# Sources: Deal for Grizzlies reached



## 29380 (Feb 23, 2009)

> After two consecutive trips to the playoffs and a return to respectability in the Western Conference, Michael Heisley has found a buyer to purchase the Memphis Grizzlies, according to sources with knowledge of the owner's plans.
> 
> Sources told ESPN.com that Heisley has an agreement in principle to sell the team to communications technology magnate Robert Pera, who at 34 has a spot on Forbes' list of the 10 youngest billionaries in the world.
> 
> ...


http://espn.go.com/nba/story/_/id/8038389/sources-billionaire-robert-pera-agrees-purchase-memphis-grizzlies


----------



## RollWithEm (Jul 16, 2002)

This is actually really good news. I like energetic, young owners who come in with some movable pieces already in place.


----------



## Bogg (May 4, 2009)

I assume this will be the end of the Gay-to-Charlotte rumors. The last thing a rich new owner is going to want to do is trade the leading scorer on a playoff team to save money.


----------



## Diable (Apr 26, 2005)

Gay is going to get traded if they find someone to take his contract. He's the third best player on that team if Zach is healthy and he doesn't make good decisions when you need him to.


----------



## Bogg (May 4, 2009)

Eh, guy just turned 25 and gets you 20 points a game with decent efficiency. It's tough to find a trade for him that makes you a better team, and like I said, the new owner isn't going to want his first move to be trading a major piece and taking a step backward to save money.


----------



## Diable (Apr 26, 2005)

especially when the 20 points on decent efficency comes with a superstar albatross of a contract


----------



## Bogg (May 4, 2009)

$50 million over three years for an almost-elite wing scorer entering his prime(he'll have just turned 28 when the contract is up) isn't a cap-crippling albatross, it's just more than you'd want to be paying him. The Grizzlies aren't better than OKC, but with the Lakers, Spurs, and Mavs on the downslide it's their time _right now_ to be in that second tier out West and maybe try to pull off a shocker in the playoffs. If you can't make the team better by trading Gay, you're better off trying to save money with a Mike Conley deal than flipping out your leading scorer for a hustle rookie.


----------



## JonMatrix (Apr 8, 2003)

If they trade Rudy, then Mike Conley is their only perimeter scorer. It might have worked for a few games last year, but that won't work over the course of an entire season. Gotta have an outside threat to help Z-Bo and Gasol.

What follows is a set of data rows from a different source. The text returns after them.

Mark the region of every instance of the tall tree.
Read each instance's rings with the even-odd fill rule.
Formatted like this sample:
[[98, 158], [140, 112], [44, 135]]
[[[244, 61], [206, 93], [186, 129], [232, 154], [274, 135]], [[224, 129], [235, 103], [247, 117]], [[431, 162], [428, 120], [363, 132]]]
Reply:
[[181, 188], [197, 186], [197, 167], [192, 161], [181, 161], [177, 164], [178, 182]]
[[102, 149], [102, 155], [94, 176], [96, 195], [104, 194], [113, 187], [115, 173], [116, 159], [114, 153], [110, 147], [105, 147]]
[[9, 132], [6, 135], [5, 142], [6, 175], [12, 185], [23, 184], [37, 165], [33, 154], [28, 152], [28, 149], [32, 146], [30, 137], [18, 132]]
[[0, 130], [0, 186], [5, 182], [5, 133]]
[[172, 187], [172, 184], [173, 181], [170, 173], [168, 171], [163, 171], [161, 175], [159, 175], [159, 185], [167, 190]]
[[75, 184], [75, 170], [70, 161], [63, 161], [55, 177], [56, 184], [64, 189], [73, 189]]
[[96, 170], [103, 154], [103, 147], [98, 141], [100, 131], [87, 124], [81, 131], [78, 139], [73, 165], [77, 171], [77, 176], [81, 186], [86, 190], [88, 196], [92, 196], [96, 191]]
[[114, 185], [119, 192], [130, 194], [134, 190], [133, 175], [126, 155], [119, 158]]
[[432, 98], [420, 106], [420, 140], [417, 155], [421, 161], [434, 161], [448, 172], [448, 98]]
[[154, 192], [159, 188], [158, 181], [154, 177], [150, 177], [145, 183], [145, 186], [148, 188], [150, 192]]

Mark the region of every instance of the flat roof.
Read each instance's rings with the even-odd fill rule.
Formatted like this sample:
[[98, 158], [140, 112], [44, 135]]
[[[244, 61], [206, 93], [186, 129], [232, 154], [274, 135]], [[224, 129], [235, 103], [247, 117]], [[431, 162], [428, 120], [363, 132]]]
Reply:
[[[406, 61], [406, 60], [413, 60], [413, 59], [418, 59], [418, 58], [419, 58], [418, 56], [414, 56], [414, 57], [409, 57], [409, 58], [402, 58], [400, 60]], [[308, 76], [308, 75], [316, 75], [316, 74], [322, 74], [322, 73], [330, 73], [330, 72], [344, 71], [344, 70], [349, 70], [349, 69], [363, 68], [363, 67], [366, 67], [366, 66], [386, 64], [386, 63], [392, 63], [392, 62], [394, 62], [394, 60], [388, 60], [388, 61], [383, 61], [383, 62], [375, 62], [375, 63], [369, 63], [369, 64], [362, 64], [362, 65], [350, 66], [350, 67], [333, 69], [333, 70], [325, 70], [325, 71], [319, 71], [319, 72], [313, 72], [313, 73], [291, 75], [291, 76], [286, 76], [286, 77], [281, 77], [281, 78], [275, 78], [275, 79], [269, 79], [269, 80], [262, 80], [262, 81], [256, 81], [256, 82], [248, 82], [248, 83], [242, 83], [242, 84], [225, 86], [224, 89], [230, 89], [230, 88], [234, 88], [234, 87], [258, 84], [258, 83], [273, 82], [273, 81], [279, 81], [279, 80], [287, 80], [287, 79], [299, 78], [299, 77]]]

They'll never get anyone close to Rudy's talent level back in a trade.

Is there a wing in this year's draft that will end up better than Rudy? Beal is a possibility, but he's a 2 not a 3. Harrison Barnes? MKG seems like his ceiling is more of a jack of all trades player than a top wing scorer. He might end up a similar player to what Rudy is now, but not right way. Not good enough for a team that has to try and win now.


----------



## 29380 (Feb 23, 2009)

> The Memphis Grizzlies’ sale to Robert J. Pera, announced this past week, is already in serious trouble, according to league sources. Pera owns Ubiquiti Networks, a Silicon Valley communications technology company. When its stock bottomed out in the last two weeks, *his net worth plummeted from $1 billion to $200 million*, according to league insiders who say that unless he has some wealthy partners lined up to help him finance the sale, it will likely fall through. In that case, the Grizzlies will continue to be owned by Michael Heisley. Pera agreed to buy the team for $350 million, a figure that raised many eyebrows around the league.


http://www.nydailynews.com/sports/basketball/nba-bitter-lockout-ends-lebron-james-kevin-durant-finals-article-1.1097006?pgno=2


----------



## RollWithEm (Jul 16, 2002)

That's very bad news for this franchise... and possibly for Rudy Gay's future in Memphis.


----------



## 29380 (Feb 23, 2009)

> SpearsNBAYahoo NBA Board of Governors has unanimously approved the sale of the Memphis Grizzlies to an investor group led by Robert Pera.


...


----------



## RollWithEm (Jul 16, 2002)

What a great turn around for the franchise.


----------